The "botification" of Microsoft's software portfolio continues this week with the 2.0 release of the company's News Pro mobile and Web app.
First launched in January, News Pro is a self-updating, news-reading app from Microsoft Garage that delivers a personalized selection of articles to users' Apple iOS devices or their Web browsers. Users can search for their topics of interest and the app will seek out relevant news stories from thousands of publications and blogs. Over time, the app "learns" a person's interests and will make recommendations.
Now, with the latest version of the software, users can catch up on current events by conversing with the app's new bot.
"Reading news, especially work-related news, can sometimes be a bit dry. A bot that can have some basic conversation with you could make news reading more fun," stated Yumao Lu, a principal development manager at Microsoft's Bing division. "News Pro bot is your news agent at your beck and call."
Users can chat with the News Pro bot about a news topics using the app's assisted keyboard. For an added bit of personalization, users can upload pictures of themselves to search for online articles featuring their doppelgangers.
Another new addition is curated groups, where friends and colleagues can discuss news articles using the app's chat functionality. Groups are automatically created based on where users work along with their interests, specialties and industries. After analyzing social networks and News Pro user groups, the app then makes article recommendations tailored to the curated group's composition.
News Pro is the latest Microsoft application to get the bot treatment. During the software giant's Build developer conference in March, the company introduced Skype Bots, which enable users to hold conversations with helper applications.
Currently, only a handful of bots are available for the Windows and Mac versions of the communications software. In the meantime, Microsoft is working with developers to create an ecosystem of intelligent Skype bots that will one day enable users to book travel, set appointments and complete other tasks with some help from the company's digital assistant technology, Cortana.
Microsoft's efforts to usher in a bot-powered era of conversational computing hit a snag earlier this year when the company was forced to pull the plug on its Tay chatbot.

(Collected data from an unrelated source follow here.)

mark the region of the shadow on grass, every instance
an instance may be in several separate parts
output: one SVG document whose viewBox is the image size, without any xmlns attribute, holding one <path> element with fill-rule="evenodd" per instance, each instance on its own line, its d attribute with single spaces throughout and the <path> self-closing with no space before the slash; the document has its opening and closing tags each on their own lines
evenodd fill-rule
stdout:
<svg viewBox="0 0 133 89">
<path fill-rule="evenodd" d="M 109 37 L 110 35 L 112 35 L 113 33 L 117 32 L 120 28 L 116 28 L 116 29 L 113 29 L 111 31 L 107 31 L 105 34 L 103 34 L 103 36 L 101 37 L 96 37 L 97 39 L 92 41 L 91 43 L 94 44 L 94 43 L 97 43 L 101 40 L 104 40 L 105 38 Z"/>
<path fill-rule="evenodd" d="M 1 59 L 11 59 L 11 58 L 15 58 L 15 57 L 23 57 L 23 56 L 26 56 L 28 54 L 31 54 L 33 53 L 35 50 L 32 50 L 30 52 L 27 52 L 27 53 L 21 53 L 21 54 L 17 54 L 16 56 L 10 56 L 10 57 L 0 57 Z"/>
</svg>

Tay began spewing racist and offensive tweets after the bot was subjected to "a coordinated effort by some users to abuse Tay's commenting skills to have Tay respond in inappropriate ways," a Microsoft spokesperson said on March 24.
Despite the setback, Microsoft doesn't appear to be any less bullish about bots.
Last week, industry watchers spotted a job posting revealing that the company is working on a new bot called Bing Concierge. "In Bing Concierge Bot, we are building a highly intelligent productivity agent that communicates with the user over a conversation platform, such as Skype, Messenger, Short Message Service (SMS), WhatsApp, Telegram, etc.," stated the listing before it was yanked.